Чтобы убедить скептиков, полагающих, что фантазии нет места в реалистическом очерке, Дер Нистер ссылается на работу Ленина «Что делать», в которой Ленин, в свою очередь, цитирует статью Писарева «Промахи незрелой мысли»[95]: «Разлад между мечтой и действительностью не приносит никакого вреда, если только мечтающая личность серьезно верит в свою мечту, внимательно вглядываясь в жизнь, сравнивает свои наблюдения с своими воздушными замками и вообще добросовестно работает над осуществлением своей фантазии»[96]. Подтвердив свой полет фантазии ссылкой на Ленина, рассказчик как бы присоединяется к видению стены, прозревая через него «великое и светлое, и уже близкое будущее-мечту»[97]. В этом кульминационном завершении серии очерков через коммунистическую риторику отчетливо проступает библейская образность, напоминая знакомому с ней читателю о видении пророком Захарией будущего собрания всех народов в Иерусалиме.
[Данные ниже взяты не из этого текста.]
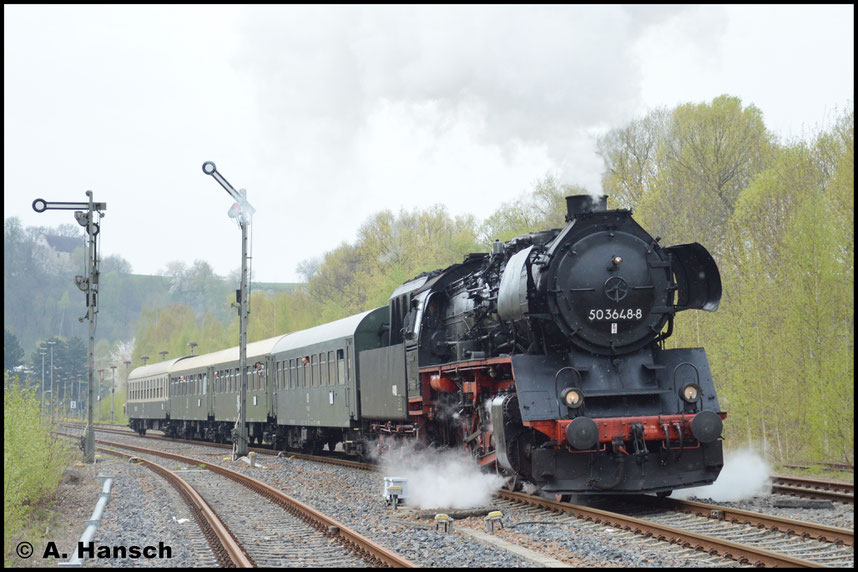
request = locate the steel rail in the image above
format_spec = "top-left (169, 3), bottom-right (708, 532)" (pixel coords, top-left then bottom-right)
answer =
top-left (498, 490), bottom-right (829, 568)
top-left (772, 483), bottom-right (854, 504)
top-left (90, 437), bottom-right (416, 568)
top-left (772, 475), bottom-right (854, 494)
top-left (771, 475), bottom-right (854, 504)
top-left (57, 436), bottom-right (254, 568)
top-left (641, 496), bottom-right (853, 546)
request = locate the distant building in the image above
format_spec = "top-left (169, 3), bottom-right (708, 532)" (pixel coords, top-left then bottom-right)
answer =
top-left (34, 233), bottom-right (83, 274)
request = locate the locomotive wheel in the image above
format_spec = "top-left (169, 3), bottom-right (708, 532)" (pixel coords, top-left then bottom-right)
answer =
top-left (504, 475), bottom-right (523, 492)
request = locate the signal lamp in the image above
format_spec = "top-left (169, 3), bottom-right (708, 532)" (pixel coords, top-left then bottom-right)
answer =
top-left (561, 388), bottom-right (584, 409)
top-left (681, 383), bottom-right (701, 403)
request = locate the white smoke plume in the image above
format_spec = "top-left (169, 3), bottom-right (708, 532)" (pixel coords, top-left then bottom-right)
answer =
top-left (378, 440), bottom-right (507, 509)
top-left (672, 447), bottom-right (772, 502)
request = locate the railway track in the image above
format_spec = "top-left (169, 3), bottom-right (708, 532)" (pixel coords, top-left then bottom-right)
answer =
top-left (73, 423), bottom-right (856, 506)
top-left (58, 430), bottom-right (414, 567)
top-left (87, 441), bottom-right (252, 567)
top-left (771, 475), bottom-right (854, 505)
top-left (498, 491), bottom-right (854, 568)
top-left (65, 423), bottom-right (853, 567)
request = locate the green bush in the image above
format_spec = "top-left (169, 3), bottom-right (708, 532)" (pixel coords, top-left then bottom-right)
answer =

В отличие от рассказов символистского периода очерки о столицах дают читателю детальную реалистическую картину физического пространства. При этом город представляет собой многослойное материальное воплощение исторического времени, навеки запечатлевшее в своих формах классовые конфликты различных эпох. Архитектура не только сохраняет прошлое, но и содержит семена будущего. Динамика отношений между прошлым и будущим различна в различных городах: в Харькове прошлое полностью подчинено будущему, в Ленинграде оно доминирует в городском пространстве, превратив его в населенный призраками музей, а в Москве прошлое и будущее сливаются в своего рода «диалектическом образе», если воспользоваться терминологией Беньямина. Особое место в пространстве всех трех городов занимают центральные площади, поскольку именно там в полной мере разворачивается диалектическое противоречие между прошлым и будущим; в этой связи уместно вспомнить наблюдение Ролана Барта об опыте переживания центра города как пространства разрыва и взаимодействия различных сил[98]. У Дер Нистера архитектурное пространство служит не только ареной разрешения противоречий между прошлым и будущим, часто принимающего форму судебного процесса, но и исполняет иногда функцию свидетеля, выступающего на стороне как обвинения, так и защиты. Социалистическое строительство возводит новые здания, и в этом процессе создается новый человек: «Я вижу, как в процессе строительства строители перестраивают сами себя». Дер Нистер нередко черпает образный и языковый материал для своего нового советского стиля из знакомых ему еврейских источников, в данном случае перефразируя сионистский лозунг «строить и самим быть построенными [землей Израиля]». Для Дер Нистера архитектура воплощает как историю всего общества в ее непрерывном развитии, так и творческие фантазии его самых передовых членов, опережающих свое время. Эта тема, обозначенная в «Столицах», получит развитие в романе «Семья Машбер».